[ceph-users] estimate the impact of changing pg_num

2015-02-01 Thread Xu (Simon) Chen
Hi folks,

I was running a ceph cluster with 33 OSDs. More recently, 33x6 new OSDs
hosted on 33 new servers were added, and I have finished balancing the data
and then marked the 33 old OSDs out.

As I have 6x as many OSDs, I am thinking of increasing pg_num of my largest
pool from 1k to at least 8k. What worries me is that this cluster has
around 10M objects and is supporting many production VMs with RBD.

I am wondering if there is a good way to estimate the amount of data that
will be shuffled after I increase the PG_NUM. I want to make sure this can
be done within a reasonable amount of time, such that I can declare a
proper maintenance window (either over night, or throughout a weekend..)

Thanks!
-Simon
___
ceph-users mailing list
ceph-users@lists.ceph.com
http://lists.ceph.com/listinfo.cgi/ceph-users-ceph.com


Re: [ceph-users] estimate the impact of changing pg_num

2015-02-01 Thread Dan van der Ster
Hi,
I don't know the general calculation, but last week we split a pool with 20
million tiny objects from 512 to 1024 pgs, on a cluster with 80 OSDs. IIRC
around 7 million objects needed to move, and it took around 13 hours to
finish. The bottleneck in our case was objects per second (limited to
around 1000/s), not network throughput (which never exceeded ~50MB/s).

It wasn't completely transparent... the time to write a 4kB object
increased from 5ms to around 30ms during this splitting process.

I would guess that if you split from 1k to 8k pgs, around 80% of your data
will move. Basically, 7 out of 8 objects will be moved to a new primary PG,
but any objects that end up with 2nd or 3rd copies on the first 1k PGs
should not need to be moved.

I'd also be interested to hear of similar splitting experiences. We've been
planning a similar intervention on our larger cluster to move from 4k PGs
to 16k. I have been considering making the change gradually (10-100 PGs at
a time) instead of all at once. This approach would certainly lower the
performance impact, but would take much much longer to complete. I wrote a
short script to perform this gentle splitting here:
https://github.com/cernceph/ceph-scripts/blob/master/tools/split/ceph-gentle-split

Be sure to understand what it's doing before trying it.

Cheers,
Dan
On 1 Feb 2015 18:21, Xu (Simon) Chen xche...@gmail.com wrote:

 Hi folks,

 I was running a ceph cluster with 33 OSDs. More recently, 33x6 new OSDs
 hosted on 33 new servers were added, and I have finished balancing the data
 and then marked the 33 old OSDs out.

 As I have 6x as many OSDs, I am thinking of increasing pg_num of my
 largest pool from 1k to at least 8k.
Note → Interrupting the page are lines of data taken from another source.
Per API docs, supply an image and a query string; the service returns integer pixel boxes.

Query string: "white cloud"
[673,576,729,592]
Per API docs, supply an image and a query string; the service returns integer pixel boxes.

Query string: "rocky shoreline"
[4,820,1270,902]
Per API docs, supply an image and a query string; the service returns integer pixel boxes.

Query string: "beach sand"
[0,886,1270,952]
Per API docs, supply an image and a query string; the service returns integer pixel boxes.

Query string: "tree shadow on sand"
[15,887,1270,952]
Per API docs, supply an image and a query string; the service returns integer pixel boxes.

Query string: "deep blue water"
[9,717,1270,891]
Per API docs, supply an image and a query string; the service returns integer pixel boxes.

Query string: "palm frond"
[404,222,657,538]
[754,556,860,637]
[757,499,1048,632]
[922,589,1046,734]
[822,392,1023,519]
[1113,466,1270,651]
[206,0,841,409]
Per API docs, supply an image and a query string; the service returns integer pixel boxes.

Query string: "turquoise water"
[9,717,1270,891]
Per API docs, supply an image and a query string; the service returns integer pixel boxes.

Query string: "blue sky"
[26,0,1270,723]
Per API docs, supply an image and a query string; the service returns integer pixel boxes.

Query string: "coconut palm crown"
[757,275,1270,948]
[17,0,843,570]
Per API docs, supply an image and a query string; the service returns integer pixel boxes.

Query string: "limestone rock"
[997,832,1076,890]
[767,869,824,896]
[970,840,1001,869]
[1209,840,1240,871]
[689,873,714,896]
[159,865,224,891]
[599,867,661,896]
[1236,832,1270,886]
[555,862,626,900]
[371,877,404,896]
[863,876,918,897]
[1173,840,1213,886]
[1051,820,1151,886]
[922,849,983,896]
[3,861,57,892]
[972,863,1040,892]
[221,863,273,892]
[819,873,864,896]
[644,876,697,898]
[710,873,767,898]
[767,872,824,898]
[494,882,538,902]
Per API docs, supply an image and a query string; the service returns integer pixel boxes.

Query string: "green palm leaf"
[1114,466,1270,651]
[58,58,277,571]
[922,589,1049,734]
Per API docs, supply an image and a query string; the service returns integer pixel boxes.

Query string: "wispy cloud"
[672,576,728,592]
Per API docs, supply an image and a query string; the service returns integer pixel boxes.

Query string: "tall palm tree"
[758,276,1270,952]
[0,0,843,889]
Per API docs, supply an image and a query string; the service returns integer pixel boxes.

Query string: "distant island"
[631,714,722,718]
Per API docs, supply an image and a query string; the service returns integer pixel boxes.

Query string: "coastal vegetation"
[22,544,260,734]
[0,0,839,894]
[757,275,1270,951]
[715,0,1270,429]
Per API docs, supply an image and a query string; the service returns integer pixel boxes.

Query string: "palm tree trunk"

What worries me is that this cluster
 has around 10M objects and is supporting many production VMs with RBD.

 I am wondering if there is a good way to estimate the amount of data that
 will be shuffled after I increase the PG_NUM. I want to make sure this can
 be done within a reasonable amount of time, such that I can declare a
 proper maintenance window (either over night, or throughout a weekend..)

 Thanks!
 -Simon

 ___
 ceph-users mailing list
 ceph-users@lists.ceph.com
 http://lists.ceph.com/listinfo.cgi/ceph-users-ceph.com


___
ceph-users mailing list
ceph-users@lists.ceph.com
http://lists.ceph.com/listinfo.cgi/ceph-users-ceph.com


Re: [ceph-users] estimate the impact of changing pg_num

2015-02-01 Thread Dan van der Ster
Hi,
When do you see thousands of slow requests during recovery... Does that
happen even with single OSD failures? You should be able to recover disks
without slow requests.

I always run with recovery op priority at the minimum 1. Tweaking the
number of max backfills did not change much during that recent splitting
exercise.

Which Ceph version are you running? There have been snap trim related
recovery problems that have only recently been fixed in production
releases. 0.80.8 is OK, but I don't know about giant...

Cheers, Dan

On 1 Feb 2015 21:39, Xu (Simon) Chen xche...@gmail.com wrote:

 In my case, each object is 8MB (glance default for storing images on rbd
backend.) RBD doesn't work extremely well when ceph is recovering - it is
common to see hundreds or a few thousands of blocked requests (30s to
finish). This translates high IO wait inside of VMs, and many applications
don't deal with this well.

 I am not convinced that increase pg_num gradually is the right way to go.
Have you tried giving backfilling traffic very low priorities?

 Thanks.
 -Simon

 On Sun, Feb 1, 2015 at 2:39 PM, Dan van der Ster d...@vanderster.com
wrote:

 Hi,
 I don't know the general calculation, but last week we split a pool with
20 million tiny objects from 512 to 1024 pgs, on a cluster with 80 OSDs.
IIRC around 7 million objects needed to move, and it took around 13 hours
to finish. The bottleneck in our case was objects per second (limited to
around 1000/s), not network throughput (which never exceeded ~50MB/s).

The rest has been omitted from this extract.